04.03.26
Bye-bye Bondi


Yesterday, Trump canned Attorney General Pam Bondi and replaced her with Deputy Attorney Todd Blanche, who will serve until a permanent Justice Department head is confirmed. Bondi turned the DOJ into the president’s personal law firm and political hit squad, forced out every honest, law-abiding, experienced person on staff, and bollixed up the release of the Epstein files so thoroughly that she earned rare bipartisan consensus on her loathsomeness.
Stacey Young, founder of a group of former Justice Department employees called Justice Connection, “said that Pam Bondi had taken a ‘sledgehammer’ to the department and its workforce, causing damage that could take decades to rebuild,” reported the New York Times. “But she said she believed President Trump had dismissed Bondi only because ‘she didn’t go far enough.’”
Bondi also performed badly on TV, an impermissible failing in the eyes of the reality-TV-star-in-chief, according to CBS. As for the botched Epstein files rollout, it wasn’t that she obfuscated and delayed, redacted the powerful men’s names and left visible those of their accusers. It was that the clumsy process brought more attention to Trump’s relationship with Jeffrey Epstein and alleged sexual abuse of at least one girl, rather than successfully covering it up.

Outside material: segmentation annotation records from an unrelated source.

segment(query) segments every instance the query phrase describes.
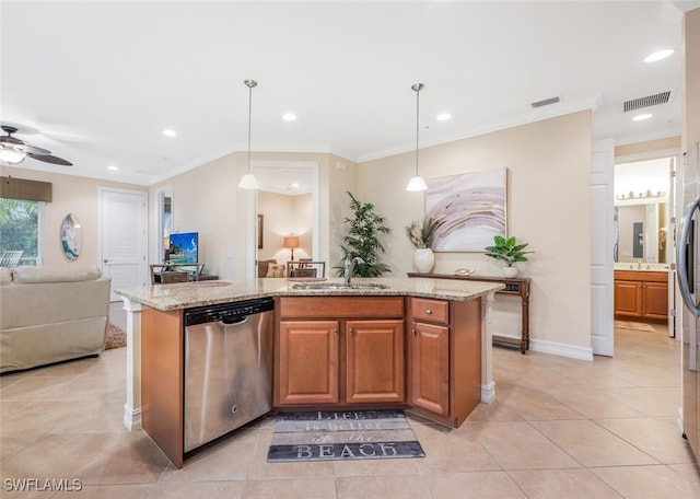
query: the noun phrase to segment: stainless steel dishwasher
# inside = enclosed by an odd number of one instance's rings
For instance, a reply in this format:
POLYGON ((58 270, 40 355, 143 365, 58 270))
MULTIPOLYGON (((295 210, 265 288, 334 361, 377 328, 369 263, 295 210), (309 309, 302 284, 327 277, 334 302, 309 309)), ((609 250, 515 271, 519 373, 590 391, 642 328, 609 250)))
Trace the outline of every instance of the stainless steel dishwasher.
POLYGON ((185 452, 272 407, 272 299, 185 310, 185 452))

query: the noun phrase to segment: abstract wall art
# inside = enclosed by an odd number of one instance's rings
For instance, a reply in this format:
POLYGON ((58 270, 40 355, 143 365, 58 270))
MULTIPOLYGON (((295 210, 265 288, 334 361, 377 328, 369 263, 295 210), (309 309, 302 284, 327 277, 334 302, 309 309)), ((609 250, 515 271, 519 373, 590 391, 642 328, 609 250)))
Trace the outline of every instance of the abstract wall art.
POLYGON ((427 179, 425 217, 438 228, 434 252, 483 252, 505 236, 505 169, 427 179))

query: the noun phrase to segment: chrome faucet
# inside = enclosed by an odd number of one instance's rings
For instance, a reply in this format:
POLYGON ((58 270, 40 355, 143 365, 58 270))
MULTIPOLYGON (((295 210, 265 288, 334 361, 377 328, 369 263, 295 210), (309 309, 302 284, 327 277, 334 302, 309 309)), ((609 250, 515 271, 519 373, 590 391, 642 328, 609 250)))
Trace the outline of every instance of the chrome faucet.
POLYGON ((342 278, 346 281, 346 285, 350 283, 350 278, 352 277, 352 269, 357 264, 364 264, 364 260, 359 256, 355 256, 352 259, 350 259, 349 256, 346 258, 346 262, 343 264, 343 272, 342 272, 342 278))

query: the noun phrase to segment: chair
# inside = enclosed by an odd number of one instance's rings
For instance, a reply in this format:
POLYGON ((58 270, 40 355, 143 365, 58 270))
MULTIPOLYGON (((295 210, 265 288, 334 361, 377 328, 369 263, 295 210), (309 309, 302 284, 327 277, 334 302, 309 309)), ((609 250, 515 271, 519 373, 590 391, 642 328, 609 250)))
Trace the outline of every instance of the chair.
POLYGON ((299 262, 288 262, 287 276, 293 278, 326 277, 326 263, 313 262, 311 258, 301 259, 299 262))
POLYGON ((2 257, 0 258, 0 267, 9 267, 14 268, 20 265, 20 258, 22 258, 22 254, 24 251, 19 252, 4 252, 2 257))

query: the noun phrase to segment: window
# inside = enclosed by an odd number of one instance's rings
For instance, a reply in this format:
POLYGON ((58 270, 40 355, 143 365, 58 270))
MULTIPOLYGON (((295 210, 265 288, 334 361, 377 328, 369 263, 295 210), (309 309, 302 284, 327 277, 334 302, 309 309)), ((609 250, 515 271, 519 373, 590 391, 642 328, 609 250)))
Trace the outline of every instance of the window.
POLYGON ((21 251, 20 265, 39 265, 44 202, 0 198, 0 255, 21 251))

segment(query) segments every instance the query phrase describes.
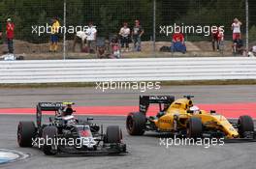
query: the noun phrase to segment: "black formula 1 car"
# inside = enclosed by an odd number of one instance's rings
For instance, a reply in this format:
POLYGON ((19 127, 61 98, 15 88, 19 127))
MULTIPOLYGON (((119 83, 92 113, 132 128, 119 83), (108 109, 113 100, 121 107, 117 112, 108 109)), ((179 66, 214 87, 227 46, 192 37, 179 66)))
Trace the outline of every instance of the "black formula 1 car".
POLYGON ((103 132, 103 126, 76 119, 73 102, 39 102, 37 125, 34 122, 19 122, 17 143, 20 147, 38 146, 45 155, 59 153, 84 155, 111 155, 126 153, 122 131, 118 126, 110 126, 103 132), (49 123, 42 125, 42 111, 55 111, 49 123))

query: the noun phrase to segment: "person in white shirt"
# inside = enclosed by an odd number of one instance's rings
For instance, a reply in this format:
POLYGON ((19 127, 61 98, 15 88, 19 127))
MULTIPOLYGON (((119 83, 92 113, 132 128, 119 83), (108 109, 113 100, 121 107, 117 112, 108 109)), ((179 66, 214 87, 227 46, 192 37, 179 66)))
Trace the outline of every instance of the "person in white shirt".
POLYGON ((232 27, 231 29, 233 30, 233 41, 237 39, 241 39, 240 26, 241 26, 241 22, 238 18, 235 18, 234 22, 231 25, 232 27))
POLYGON ((96 36, 97 36, 97 30, 93 26, 92 22, 89 22, 89 27, 86 29, 85 34, 87 36, 87 46, 89 48, 89 52, 94 53, 95 47, 96 47, 96 36))
POLYGON ((128 24, 126 22, 123 23, 123 27, 120 29, 119 35, 121 36, 121 50, 123 50, 125 45, 125 51, 129 51, 129 38, 130 38, 131 30, 128 28, 128 24))

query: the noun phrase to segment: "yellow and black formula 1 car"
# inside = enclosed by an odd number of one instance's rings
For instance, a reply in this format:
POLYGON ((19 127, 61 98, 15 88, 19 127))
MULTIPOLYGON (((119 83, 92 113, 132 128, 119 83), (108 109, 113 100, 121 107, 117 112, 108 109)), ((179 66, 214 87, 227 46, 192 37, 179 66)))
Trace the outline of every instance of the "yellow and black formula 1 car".
POLYGON ((207 112, 193 105, 193 96, 175 100, 173 96, 141 96, 140 111, 129 113, 126 128, 130 135, 144 131, 169 132, 186 137, 211 137, 255 140, 254 123, 249 116, 238 122, 227 120, 215 111, 207 112), (146 117, 149 104, 158 103, 156 116, 146 117))

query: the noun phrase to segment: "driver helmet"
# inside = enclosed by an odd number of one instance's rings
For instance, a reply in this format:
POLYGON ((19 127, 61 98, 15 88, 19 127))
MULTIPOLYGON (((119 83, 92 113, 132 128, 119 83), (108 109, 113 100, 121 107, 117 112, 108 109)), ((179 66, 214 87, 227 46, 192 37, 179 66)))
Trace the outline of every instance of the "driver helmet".
POLYGON ((192 107, 189 108, 190 111, 193 111, 193 113, 199 113, 200 108, 196 105, 193 105, 192 107))
POLYGON ((67 105, 63 109, 63 116, 71 116, 73 114, 74 110, 71 105, 67 105))

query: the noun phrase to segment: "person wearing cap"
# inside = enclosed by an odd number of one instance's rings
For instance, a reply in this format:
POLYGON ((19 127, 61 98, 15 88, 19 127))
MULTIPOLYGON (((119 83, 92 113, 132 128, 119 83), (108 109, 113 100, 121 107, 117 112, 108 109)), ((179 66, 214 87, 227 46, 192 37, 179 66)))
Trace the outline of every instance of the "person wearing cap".
POLYGON ((8 43, 8 52, 14 53, 15 24, 12 22, 11 18, 7 19, 6 37, 7 37, 7 43, 8 43))
POLYGON ((241 39, 240 26, 241 22, 236 17, 231 25, 231 29, 233 31, 233 41, 237 39, 241 39))
POLYGON ((97 36, 97 30, 93 26, 92 22, 89 22, 89 26, 85 31, 85 34, 87 36, 87 47, 89 48, 90 53, 95 52, 96 48, 96 36, 97 36))
POLYGON ((51 31, 50 31, 50 45, 49 52, 56 52, 58 50, 58 33, 59 33, 59 21, 57 17, 52 19, 51 31))
POLYGON ((123 27, 120 29, 119 35, 121 36, 121 50, 129 51, 130 28, 128 28, 128 24, 126 22, 123 23, 123 27), (124 45, 125 49, 123 49, 124 45))
POLYGON ((134 42, 134 50, 135 51, 141 51, 142 47, 142 36, 144 35, 144 30, 140 24, 139 20, 135 20, 135 26, 132 31, 132 39, 134 42))

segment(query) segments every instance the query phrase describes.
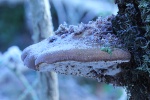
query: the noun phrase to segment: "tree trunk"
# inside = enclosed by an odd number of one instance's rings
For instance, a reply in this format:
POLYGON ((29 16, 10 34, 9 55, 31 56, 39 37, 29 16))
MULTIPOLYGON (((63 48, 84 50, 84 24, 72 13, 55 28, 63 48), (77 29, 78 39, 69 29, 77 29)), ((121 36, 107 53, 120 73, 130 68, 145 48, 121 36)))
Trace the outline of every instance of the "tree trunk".
POLYGON ((116 78, 130 100, 150 100, 150 0, 115 0, 119 12, 114 33, 132 54, 131 64, 116 78))
MULTIPOLYGON (((29 0, 35 43, 53 35, 52 18, 48 0, 29 0)), ((58 79, 54 72, 39 72, 39 100, 58 100, 58 79)))

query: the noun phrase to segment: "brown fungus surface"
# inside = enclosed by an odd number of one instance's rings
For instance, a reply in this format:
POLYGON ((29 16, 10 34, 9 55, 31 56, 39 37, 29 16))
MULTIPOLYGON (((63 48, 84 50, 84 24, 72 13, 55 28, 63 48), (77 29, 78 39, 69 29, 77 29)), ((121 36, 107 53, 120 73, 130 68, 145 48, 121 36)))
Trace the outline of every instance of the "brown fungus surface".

Young called on Congress to replace Bondi with someone competent and “apolitical.” That is not likely to happen, even though the next nominee will face tougher scrutiny from Congress as to whether they will serve as the American people’s attorney and not the president’s. The nominee will promise to be impartial and respect the Constitution and then go ahead and deploy the DOJ at Trump’s bidding — or face the same fate as their predecessor.
In the meantime, expect Blanche simply to be a slicker Bondi. He was Trump’s personal criminal defense lawyer, representing him in cases involving the hush money payments to porn star Stormy Daniels before the 2016 election; the theft of classified documents from the White House after his first term and refusal to give them back; and the attempts to overturn the 2020 presidential election. Blanche will continue to work for his client.
Bondi is the second Cabinet-level woman, after Homeland Security Secretary Kristi Noem, to be dismissed or (in Noem’s case) demoted and replaced by a man. There are rumors that Trump is about to fire National Intelligence Director Tulsi Gabbard. Again, this is not because she failed to assess the global security risks of attacking Iran but because she shielded a former deputy who publicly disagreed with the president’s idiotic non-assessment of those risks.
It is icky, yet also almost amusing, to watch both women and men abject themselves to their tempestuous leader in hopes that they will be the one whose loyalty is rewarded. But I find the performance of female abjection unsavory in general, and particularly unsavory in Trumpworld, where it is matched by both real and performative cruelty couched in proto-feminist confidence.
Along with Chief of Staff Susie Wiles, there one high-level woman who’s in no danger of dismissal. That is propaganda minister Karoline Leavitt. Having taken the job at only 27, she is a prodigy of mendacity, nastiness, and sycophancy. Being blonde doesn’t hurt either.